Immunofluorescence analysis of GHRL was performed using 70% confluent log phase MKN-45 cells. The cells were fixed with 4% paraformaldehyde for 10 minutes, permeabilized with 0.1% Triton™ X-100 for 10 minutes, and blocked with 1% BSA for 1 hour at room temperature. The cells were labeled with Ghrelin Rabbit Polyclonal Antibody (PA1-1046) at 2ug/ml in 0.1% BSA and incubated for 3 hours at room temperature and then labeled with Goat anti-Rabbit IgG (H+L) Superclonal™ Secondary Antibody, Alexa Fluor® 488 conjugate (A27034) at a dilution of 1:2000 for 45 minutes at room temperature (Panel a: green). Nuclei (Panel b: blue) were stained with SlowFade® Gold Antifade Mountant with DAPI (S36938). F-actin (Panel c: red) was stained with Alexa Fluor® 555 Rhodamine Phalloidin (Product # R415, 1:300). Panel d represents the merged image showing cytoplasmic localization. Panel e shows the no primary antibody control. The images were captured at 60X magnification.
|Tested species reactivity||Human|
|Host / Isotype||Rabbit / IgG|
|Immunogen||Synthetic peptide corresponding to residues G(1) S S F L S P E H Q R V Q Q R K E S K K P P A K L P Q R(28) of human GHRL.|
|Purification||Antigen affinity chromatography|
|Storage buffer||PBS with 1mg/ml BSA|
|Contains||0.05% sodium azide|
|Storage Conditions||-20° C, Avoid Freeze/Thaw Cycles|
|Tested Applications||Dilution *|
|Flow Cytometry (Flow)||3-5 µg/10^6 cells|
|Immunocytochemistry (ICC)||2 µg/ml|
|Immunofluorescence (IF)||2 µg/ml|
|Western Blot (WB)||1 ug/ml|
* Suggested working dilutions are given as a guide only. It is recommended that the user titrate the product for use in their own experiment using appropriate negative and positive controls.

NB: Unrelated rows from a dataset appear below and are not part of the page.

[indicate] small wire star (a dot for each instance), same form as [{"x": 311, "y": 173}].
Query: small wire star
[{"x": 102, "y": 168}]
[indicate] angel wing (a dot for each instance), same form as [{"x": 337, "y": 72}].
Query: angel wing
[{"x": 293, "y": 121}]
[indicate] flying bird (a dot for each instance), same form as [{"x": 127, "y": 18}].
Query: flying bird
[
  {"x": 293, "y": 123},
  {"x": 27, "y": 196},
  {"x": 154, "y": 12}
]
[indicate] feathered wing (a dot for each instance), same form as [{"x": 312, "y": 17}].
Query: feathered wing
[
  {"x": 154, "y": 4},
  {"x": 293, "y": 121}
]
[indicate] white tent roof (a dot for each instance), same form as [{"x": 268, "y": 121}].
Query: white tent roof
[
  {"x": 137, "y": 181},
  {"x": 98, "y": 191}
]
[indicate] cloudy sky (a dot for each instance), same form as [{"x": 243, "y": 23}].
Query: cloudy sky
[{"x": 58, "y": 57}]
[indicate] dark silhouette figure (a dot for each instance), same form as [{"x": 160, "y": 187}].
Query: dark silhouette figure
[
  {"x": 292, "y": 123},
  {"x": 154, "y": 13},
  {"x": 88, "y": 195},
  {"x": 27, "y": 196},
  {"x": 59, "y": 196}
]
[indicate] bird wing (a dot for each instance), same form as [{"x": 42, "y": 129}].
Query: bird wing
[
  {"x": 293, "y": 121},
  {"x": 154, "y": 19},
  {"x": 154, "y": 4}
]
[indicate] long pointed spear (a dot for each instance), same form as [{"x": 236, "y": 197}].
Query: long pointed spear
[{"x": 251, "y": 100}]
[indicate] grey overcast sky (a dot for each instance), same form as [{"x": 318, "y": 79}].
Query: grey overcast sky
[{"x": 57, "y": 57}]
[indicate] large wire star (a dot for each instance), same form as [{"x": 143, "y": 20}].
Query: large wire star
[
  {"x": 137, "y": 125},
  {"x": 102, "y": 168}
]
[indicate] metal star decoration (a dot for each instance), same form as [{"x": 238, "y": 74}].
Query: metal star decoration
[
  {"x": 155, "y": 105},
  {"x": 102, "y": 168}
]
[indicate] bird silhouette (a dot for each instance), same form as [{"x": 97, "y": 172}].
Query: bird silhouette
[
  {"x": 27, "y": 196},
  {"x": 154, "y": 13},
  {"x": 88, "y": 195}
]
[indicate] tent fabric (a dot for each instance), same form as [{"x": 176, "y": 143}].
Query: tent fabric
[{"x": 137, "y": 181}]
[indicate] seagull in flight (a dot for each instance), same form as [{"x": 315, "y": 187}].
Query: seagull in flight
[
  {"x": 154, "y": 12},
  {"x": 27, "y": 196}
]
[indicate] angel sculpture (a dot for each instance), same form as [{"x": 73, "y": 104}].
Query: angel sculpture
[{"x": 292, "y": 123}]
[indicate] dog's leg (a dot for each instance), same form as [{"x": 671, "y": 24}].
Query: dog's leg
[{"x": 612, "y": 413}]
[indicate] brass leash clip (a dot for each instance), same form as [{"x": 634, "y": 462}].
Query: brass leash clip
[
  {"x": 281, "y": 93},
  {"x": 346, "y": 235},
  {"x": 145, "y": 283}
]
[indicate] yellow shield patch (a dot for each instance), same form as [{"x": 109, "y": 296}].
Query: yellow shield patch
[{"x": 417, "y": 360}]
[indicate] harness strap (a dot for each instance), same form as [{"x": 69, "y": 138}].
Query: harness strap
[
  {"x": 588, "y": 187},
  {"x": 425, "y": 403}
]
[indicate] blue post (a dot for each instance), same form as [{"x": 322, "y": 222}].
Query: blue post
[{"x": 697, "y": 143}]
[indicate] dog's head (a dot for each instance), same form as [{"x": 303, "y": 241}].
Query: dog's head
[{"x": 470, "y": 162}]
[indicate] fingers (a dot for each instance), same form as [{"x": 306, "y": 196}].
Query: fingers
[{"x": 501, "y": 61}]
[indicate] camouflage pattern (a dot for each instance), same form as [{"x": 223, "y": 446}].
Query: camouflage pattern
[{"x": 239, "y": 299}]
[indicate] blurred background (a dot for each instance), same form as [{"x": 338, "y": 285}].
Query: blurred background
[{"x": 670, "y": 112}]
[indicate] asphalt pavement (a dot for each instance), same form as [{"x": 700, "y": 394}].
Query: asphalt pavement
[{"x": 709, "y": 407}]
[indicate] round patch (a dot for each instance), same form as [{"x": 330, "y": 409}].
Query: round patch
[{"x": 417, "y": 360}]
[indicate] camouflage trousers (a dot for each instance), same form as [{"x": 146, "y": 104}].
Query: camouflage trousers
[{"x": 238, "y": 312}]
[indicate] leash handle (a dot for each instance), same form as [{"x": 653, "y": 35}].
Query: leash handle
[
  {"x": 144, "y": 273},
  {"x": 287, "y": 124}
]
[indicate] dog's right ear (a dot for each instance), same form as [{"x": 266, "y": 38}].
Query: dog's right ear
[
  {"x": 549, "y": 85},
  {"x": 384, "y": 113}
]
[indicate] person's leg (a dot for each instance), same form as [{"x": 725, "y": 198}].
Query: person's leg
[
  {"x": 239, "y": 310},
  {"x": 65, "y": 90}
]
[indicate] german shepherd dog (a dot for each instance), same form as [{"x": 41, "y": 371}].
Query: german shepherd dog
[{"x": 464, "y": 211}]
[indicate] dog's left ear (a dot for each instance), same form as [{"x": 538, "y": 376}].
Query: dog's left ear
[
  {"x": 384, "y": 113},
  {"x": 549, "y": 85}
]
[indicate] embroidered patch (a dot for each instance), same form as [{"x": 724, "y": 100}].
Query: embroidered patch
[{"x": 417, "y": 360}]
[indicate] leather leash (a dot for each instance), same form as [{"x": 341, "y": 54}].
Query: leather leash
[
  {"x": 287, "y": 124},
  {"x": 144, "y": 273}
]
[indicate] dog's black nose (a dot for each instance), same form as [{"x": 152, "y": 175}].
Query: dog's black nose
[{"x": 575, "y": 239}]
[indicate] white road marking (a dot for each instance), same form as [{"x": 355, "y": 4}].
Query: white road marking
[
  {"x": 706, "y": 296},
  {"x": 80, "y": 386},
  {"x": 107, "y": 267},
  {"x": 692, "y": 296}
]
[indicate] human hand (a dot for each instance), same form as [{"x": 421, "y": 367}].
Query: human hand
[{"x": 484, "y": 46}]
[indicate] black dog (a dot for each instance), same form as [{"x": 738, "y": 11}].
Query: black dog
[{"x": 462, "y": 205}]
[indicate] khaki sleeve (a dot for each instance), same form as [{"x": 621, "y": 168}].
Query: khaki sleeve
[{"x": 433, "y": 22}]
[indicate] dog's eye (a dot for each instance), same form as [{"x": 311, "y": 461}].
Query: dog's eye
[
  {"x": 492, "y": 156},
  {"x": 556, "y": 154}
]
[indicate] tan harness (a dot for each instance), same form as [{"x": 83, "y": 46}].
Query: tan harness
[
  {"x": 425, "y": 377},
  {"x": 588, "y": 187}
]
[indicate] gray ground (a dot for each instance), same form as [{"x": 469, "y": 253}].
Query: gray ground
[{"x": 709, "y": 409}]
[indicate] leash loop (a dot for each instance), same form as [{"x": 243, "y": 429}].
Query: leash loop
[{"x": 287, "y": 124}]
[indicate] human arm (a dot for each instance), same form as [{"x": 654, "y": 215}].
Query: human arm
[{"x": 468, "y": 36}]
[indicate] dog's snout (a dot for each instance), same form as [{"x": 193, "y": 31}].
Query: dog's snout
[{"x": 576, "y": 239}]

PA1-1046 detects recombinant human ghrelin. This antibody detect both the octanoylated and non-octanoylated forms of ghrelin.
PA1-1046 has been successfully used in Western blot procedures. By Western blot, this antibody detects an ~3 kDa protein representing recombinant human ghrelin.
The PA1-1046 immunogen is a synthetic peptide corresponding to residues G(1) S S F L S P E H Q R V Q Q R K E S K K P P A K L P Q R(28) of human GHRL.
Ghrelin was originally discovered as a preprohormone that stimulates the release of growth hormone from the anterior pituitary. Recent studies have shown that ghrelin, in concert with other hormones, helps to control both appetite and energy balance.
The synthesis of ghrelin takes place predominantly in epithelial cells of the stomach, although it is also produced in smaller quantities in the placenta, kidney, pituitary and hypothalamus. Ghrelin is produced as a preprohormone that is proteolytically cleaved to yield its active form, a 28-amino acid peptide. The further octanoylation modification of the ghrelin peptide is being implicated in the regulation of the hormone.
For Research Use Only. Not for use in diagnostic procedures. Not for resale without express authorization.